A decade after a group of writers in Paris formed the International Parliament of Writers to help exiled authors through its Cities of Asylum program, a similar nonprofit organization has been established in the U.S. The North American Network of Cities of Asylum was founded earlier this year at the International Institute of Modern Letters at the University of Nevada. Russell Banks, who is president of IPW, heads the NANCA board, which includes both previous IPW presidents, Wole Soyinka and Salman Rushdie.
Banks told PW, "NANCA's task is to try to soften the blow of exile and to help a writer find for herself or himself what they need—translators, publishers. It can't become a sinecure; there is a line of writers waiting." To participate, a city needs to provide housing and a living stipend, which can range from $50,000 to $75,000 a year. Often, foundations and local universities partner so that writers who would like to teach have an opportunity to do so. In the next few years, Banks anticipates many more writers will seek assistance. He explained, "Writers aren't being persecuted by government so much as by religious fundamentalist groups, warlords and ethnic groups."
Although Pittsburgh, Pa., which will host Chinese dissident poet Huang Xiang starting next month, is the first U.S. city to join NANCA, several other cities stepped forward earlier. In fall 2000, Las Vegas took in Sierra Leonean poet and novelist Syl Cheney-Coker; it is currently sponsoring Chinese writer and painter Er Tai Gao.

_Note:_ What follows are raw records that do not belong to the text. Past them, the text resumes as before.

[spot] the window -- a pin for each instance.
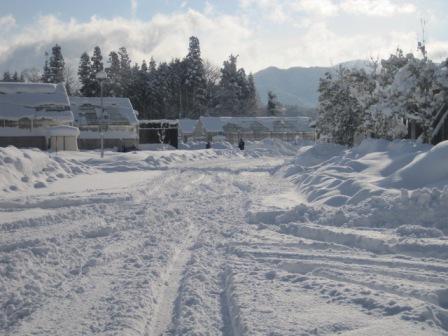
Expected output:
(25, 123)
(11, 123)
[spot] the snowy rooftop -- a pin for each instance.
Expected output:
(187, 126)
(87, 110)
(34, 101)
(260, 124)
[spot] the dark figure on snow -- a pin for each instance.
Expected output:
(241, 144)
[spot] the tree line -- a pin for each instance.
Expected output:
(380, 101)
(182, 88)
(186, 88)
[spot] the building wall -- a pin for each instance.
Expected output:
(90, 144)
(24, 142)
(235, 137)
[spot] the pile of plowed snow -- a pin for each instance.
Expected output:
(376, 184)
(21, 169)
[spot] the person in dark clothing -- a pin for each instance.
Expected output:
(241, 144)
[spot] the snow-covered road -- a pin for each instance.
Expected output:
(194, 249)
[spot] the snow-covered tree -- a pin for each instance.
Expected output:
(85, 75)
(195, 82)
(229, 90)
(273, 106)
(113, 86)
(7, 76)
(56, 65)
(97, 66)
(340, 113)
(46, 73)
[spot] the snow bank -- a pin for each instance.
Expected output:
(427, 169)
(377, 184)
(21, 169)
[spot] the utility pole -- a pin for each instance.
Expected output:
(101, 77)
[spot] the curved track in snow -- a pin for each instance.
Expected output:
(172, 253)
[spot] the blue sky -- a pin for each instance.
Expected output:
(263, 33)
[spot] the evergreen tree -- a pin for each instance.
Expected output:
(56, 65)
(252, 99)
(85, 75)
(96, 67)
(196, 92)
(7, 76)
(113, 86)
(46, 73)
(125, 72)
(229, 90)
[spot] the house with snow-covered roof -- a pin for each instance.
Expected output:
(118, 122)
(253, 128)
(186, 128)
(36, 115)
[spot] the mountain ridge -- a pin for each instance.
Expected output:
(296, 85)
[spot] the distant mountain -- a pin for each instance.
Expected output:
(297, 85)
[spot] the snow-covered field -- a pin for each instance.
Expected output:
(279, 239)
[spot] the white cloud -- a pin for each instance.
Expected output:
(7, 23)
(271, 10)
(308, 41)
(134, 5)
(377, 7)
(163, 37)
(316, 7)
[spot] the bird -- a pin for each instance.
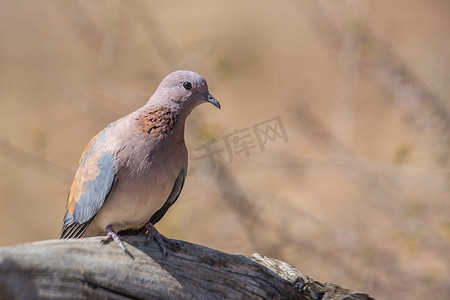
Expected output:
(133, 171)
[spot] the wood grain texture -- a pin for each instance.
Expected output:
(85, 269)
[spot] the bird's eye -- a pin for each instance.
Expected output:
(187, 85)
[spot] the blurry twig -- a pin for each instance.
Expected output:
(158, 37)
(18, 154)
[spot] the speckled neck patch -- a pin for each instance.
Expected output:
(157, 122)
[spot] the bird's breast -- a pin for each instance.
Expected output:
(145, 179)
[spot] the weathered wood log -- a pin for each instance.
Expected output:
(86, 269)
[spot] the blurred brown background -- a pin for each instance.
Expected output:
(358, 194)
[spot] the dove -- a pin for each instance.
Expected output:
(133, 171)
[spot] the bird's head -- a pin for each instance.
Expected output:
(183, 91)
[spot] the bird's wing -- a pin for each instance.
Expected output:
(92, 185)
(176, 190)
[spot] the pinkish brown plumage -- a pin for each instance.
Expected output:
(133, 170)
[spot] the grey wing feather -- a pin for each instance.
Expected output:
(95, 192)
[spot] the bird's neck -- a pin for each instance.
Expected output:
(160, 122)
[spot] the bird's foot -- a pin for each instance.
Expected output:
(112, 235)
(153, 233)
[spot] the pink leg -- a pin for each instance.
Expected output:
(154, 233)
(112, 235)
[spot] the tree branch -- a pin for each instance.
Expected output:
(83, 268)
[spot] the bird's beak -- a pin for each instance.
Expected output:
(211, 99)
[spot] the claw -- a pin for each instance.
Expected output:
(153, 233)
(112, 235)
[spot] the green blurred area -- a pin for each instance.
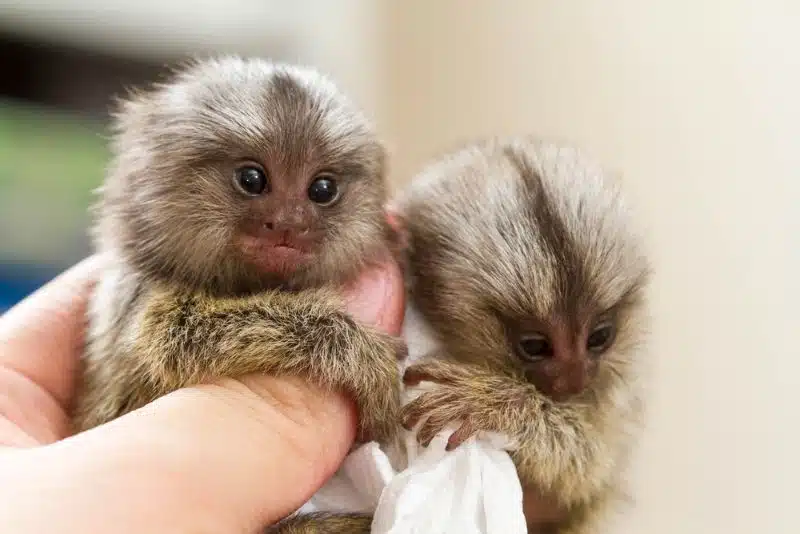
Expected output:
(50, 162)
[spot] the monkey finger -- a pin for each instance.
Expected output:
(431, 427)
(428, 372)
(412, 412)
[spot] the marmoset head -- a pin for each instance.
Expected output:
(523, 257)
(241, 174)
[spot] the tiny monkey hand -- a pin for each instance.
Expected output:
(231, 456)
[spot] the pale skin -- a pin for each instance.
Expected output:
(187, 462)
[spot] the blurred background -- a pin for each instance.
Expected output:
(694, 103)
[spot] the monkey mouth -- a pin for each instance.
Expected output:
(275, 257)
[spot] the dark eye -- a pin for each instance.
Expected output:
(600, 337)
(251, 180)
(323, 190)
(535, 347)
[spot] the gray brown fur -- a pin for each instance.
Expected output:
(177, 304)
(506, 229)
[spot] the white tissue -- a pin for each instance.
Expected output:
(473, 489)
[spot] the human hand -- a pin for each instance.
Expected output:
(231, 456)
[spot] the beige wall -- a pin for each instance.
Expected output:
(696, 104)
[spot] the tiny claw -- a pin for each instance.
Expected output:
(401, 351)
(412, 377)
(459, 436)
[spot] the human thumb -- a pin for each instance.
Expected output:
(230, 457)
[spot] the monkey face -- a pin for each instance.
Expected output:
(525, 260)
(561, 360)
(239, 174)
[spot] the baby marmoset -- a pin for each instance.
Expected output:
(239, 194)
(524, 261)
(523, 264)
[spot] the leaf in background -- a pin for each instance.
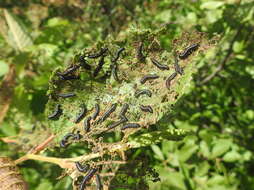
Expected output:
(231, 156)
(221, 146)
(156, 149)
(4, 68)
(19, 38)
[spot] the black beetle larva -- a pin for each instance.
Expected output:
(97, 111)
(169, 79)
(130, 125)
(108, 112)
(119, 51)
(141, 92)
(65, 139)
(99, 66)
(146, 108)
(57, 112)
(87, 177)
(114, 71)
(87, 124)
(81, 168)
(83, 63)
(188, 51)
(124, 109)
(70, 70)
(148, 77)
(159, 65)
(117, 123)
(99, 185)
(67, 95)
(178, 69)
(81, 115)
(140, 54)
(100, 53)
(68, 77)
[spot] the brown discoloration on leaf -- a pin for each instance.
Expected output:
(10, 178)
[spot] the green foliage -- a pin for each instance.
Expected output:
(218, 109)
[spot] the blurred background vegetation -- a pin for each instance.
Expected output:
(45, 34)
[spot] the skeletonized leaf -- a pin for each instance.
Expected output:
(19, 38)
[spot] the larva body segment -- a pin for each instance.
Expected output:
(87, 178)
(10, 178)
(102, 95)
(67, 95)
(148, 77)
(188, 51)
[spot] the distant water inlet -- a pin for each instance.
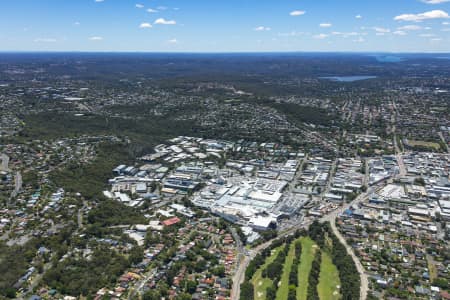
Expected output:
(347, 78)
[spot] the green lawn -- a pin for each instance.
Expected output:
(260, 283)
(329, 279)
(308, 250)
(283, 290)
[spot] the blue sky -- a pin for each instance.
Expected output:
(225, 26)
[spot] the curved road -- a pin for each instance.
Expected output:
(238, 277)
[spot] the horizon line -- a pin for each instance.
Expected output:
(214, 52)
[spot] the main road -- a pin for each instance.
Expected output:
(239, 276)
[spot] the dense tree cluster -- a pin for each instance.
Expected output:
(313, 279)
(348, 274)
(79, 276)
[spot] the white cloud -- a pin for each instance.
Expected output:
(381, 30)
(345, 34)
(399, 32)
(145, 25)
(410, 27)
(262, 28)
(433, 14)
(45, 40)
(162, 21)
(292, 33)
(434, 1)
(320, 36)
(297, 13)
(427, 35)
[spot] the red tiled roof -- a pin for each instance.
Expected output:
(171, 221)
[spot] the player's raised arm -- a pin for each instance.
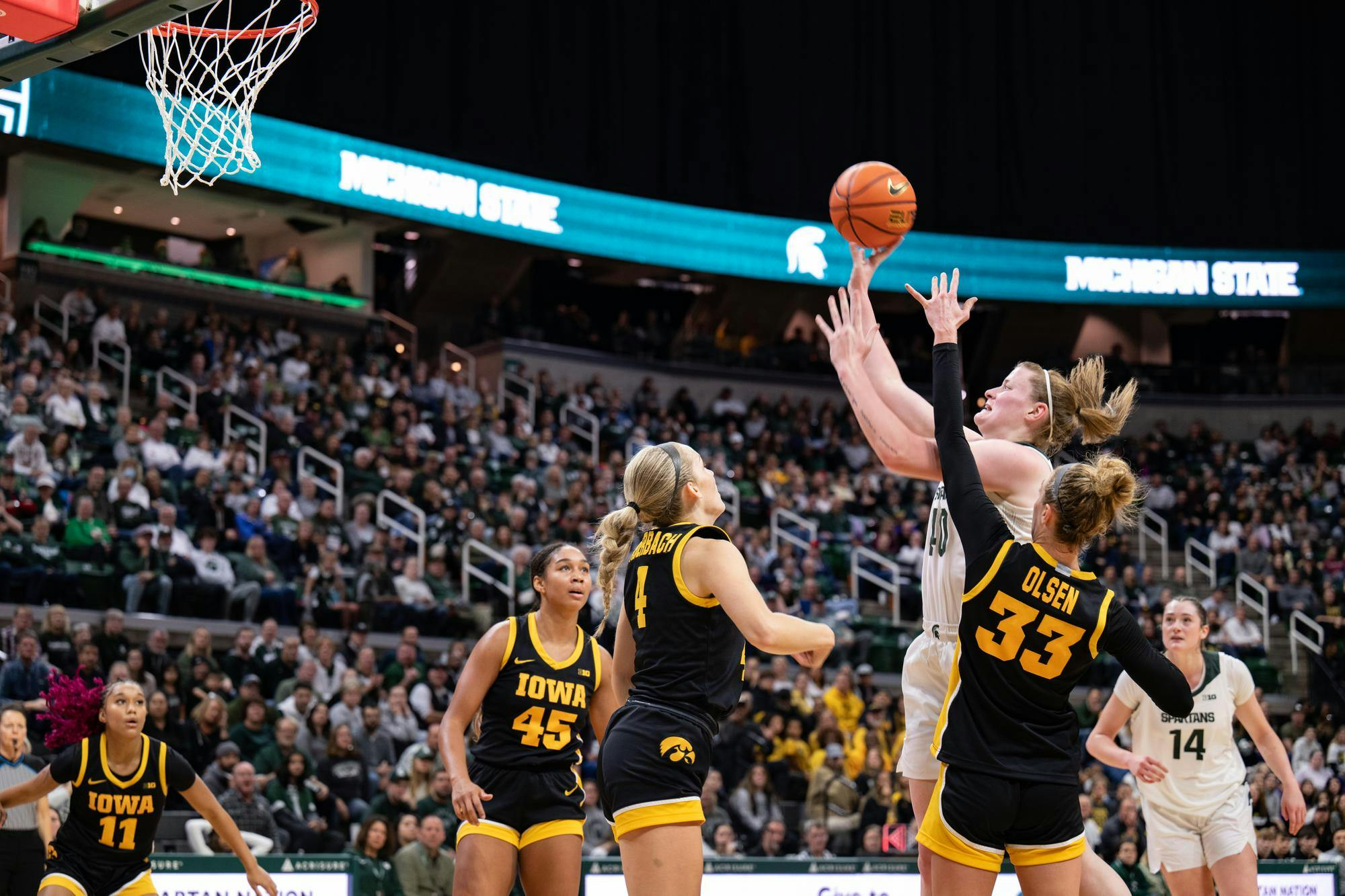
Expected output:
(200, 798)
(1004, 466)
(879, 365)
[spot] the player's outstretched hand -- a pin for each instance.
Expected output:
(942, 309)
(262, 881)
(1147, 768)
(1293, 807)
(469, 802)
(849, 342)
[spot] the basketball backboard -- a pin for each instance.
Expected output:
(103, 25)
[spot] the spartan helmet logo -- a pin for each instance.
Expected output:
(804, 252)
(677, 749)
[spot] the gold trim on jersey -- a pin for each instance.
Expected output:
(954, 682)
(545, 830)
(1047, 854)
(1061, 567)
(677, 573)
(57, 879)
(665, 811)
(541, 649)
(490, 829)
(84, 762)
(107, 766)
(939, 836)
(1102, 623)
(509, 645)
(991, 573)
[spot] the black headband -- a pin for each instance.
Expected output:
(670, 450)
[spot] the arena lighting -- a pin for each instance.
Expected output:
(210, 278)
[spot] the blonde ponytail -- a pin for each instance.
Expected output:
(1090, 495)
(653, 485)
(1077, 403)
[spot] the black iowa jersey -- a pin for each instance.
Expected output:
(688, 651)
(1031, 626)
(536, 712)
(114, 818)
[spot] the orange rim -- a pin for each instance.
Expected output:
(170, 29)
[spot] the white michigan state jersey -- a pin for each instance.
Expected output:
(945, 571)
(1203, 763)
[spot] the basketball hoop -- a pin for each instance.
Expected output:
(205, 79)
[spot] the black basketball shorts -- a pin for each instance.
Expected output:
(89, 876)
(652, 767)
(976, 818)
(528, 806)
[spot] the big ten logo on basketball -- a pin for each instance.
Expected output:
(902, 218)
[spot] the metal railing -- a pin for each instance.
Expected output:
(188, 404)
(1204, 563)
(1155, 528)
(467, 358)
(520, 384)
(473, 571)
(122, 365)
(254, 439)
(57, 323)
(891, 585)
(336, 489)
(384, 518)
(1261, 604)
(781, 533)
(732, 501)
(1296, 637)
(587, 419)
(408, 345)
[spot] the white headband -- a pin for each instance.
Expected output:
(1051, 411)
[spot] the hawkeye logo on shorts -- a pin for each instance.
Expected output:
(677, 749)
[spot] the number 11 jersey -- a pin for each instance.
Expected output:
(1203, 760)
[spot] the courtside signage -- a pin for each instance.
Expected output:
(122, 120)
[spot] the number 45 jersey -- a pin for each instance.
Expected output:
(1030, 630)
(1203, 762)
(535, 713)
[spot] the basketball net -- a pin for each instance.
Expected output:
(205, 76)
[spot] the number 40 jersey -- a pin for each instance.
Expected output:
(1203, 762)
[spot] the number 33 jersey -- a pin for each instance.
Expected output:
(1204, 766)
(115, 818)
(1030, 630)
(536, 712)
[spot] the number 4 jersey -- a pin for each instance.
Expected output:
(1203, 762)
(114, 819)
(535, 713)
(1030, 630)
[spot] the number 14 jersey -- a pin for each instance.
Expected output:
(1203, 762)
(535, 713)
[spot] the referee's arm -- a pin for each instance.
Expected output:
(28, 792)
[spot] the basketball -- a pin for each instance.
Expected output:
(874, 205)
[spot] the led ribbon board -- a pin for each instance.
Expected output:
(116, 119)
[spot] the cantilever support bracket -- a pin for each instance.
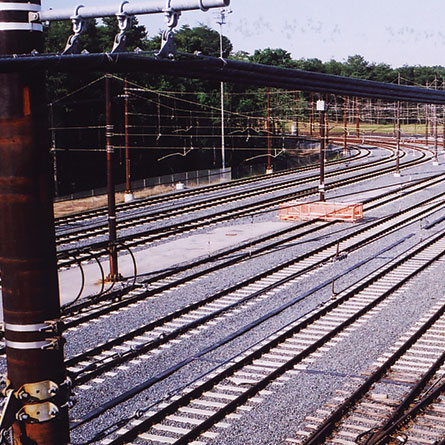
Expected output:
(124, 22)
(79, 25)
(168, 48)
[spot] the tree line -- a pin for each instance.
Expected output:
(175, 122)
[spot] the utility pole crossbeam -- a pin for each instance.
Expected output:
(37, 387)
(130, 8)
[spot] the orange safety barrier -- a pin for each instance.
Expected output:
(327, 211)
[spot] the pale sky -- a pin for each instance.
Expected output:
(396, 32)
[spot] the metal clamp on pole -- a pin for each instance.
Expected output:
(124, 22)
(79, 26)
(37, 412)
(168, 48)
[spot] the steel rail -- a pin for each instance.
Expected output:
(327, 427)
(153, 200)
(227, 70)
(223, 215)
(236, 364)
(118, 295)
(96, 369)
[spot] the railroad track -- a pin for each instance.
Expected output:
(196, 410)
(360, 153)
(166, 213)
(85, 312)
(415, 368)
(70, 257)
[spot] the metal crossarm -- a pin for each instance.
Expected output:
(130, 8)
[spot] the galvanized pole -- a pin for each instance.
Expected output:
(112, 233)
(37, 386)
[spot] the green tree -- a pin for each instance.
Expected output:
(275, 57)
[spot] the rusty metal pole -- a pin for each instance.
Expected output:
(436, 142)
(427, 115)
(321, 108)
(269, 163)
(112, 232)
(128, 192)
(326, 126)
(399, 132)
(357, 116)
(37, 386)
(345, 126)
(311, 122)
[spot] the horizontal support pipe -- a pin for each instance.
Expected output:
(213, 68)
(130, 8)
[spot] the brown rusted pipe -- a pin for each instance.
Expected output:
(127, 142)
(27, 243)
(112, 233)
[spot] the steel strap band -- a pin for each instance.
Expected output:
(15, 26)
(24, 345)
(19, 7)
(27, 327)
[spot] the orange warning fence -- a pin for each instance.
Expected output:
(327, 211)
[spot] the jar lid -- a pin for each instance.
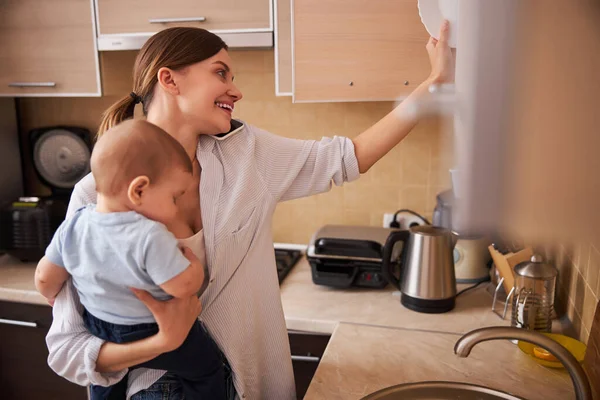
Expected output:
(536, 269)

In addition to writers, U.S. publishers have gotten involved. Seven Stories Press publishes the English translation of IPW's twice-yearly journal of exile, Autodafe; Copper Canyon and Curbstone are among several presses known for their works in translation that will be assisting NANCA. And Consortium plans to include information about NANCA in its fall advertising campaign. NANCA is setting up a Web site, but information on the program is currently available at www.autodafe.org.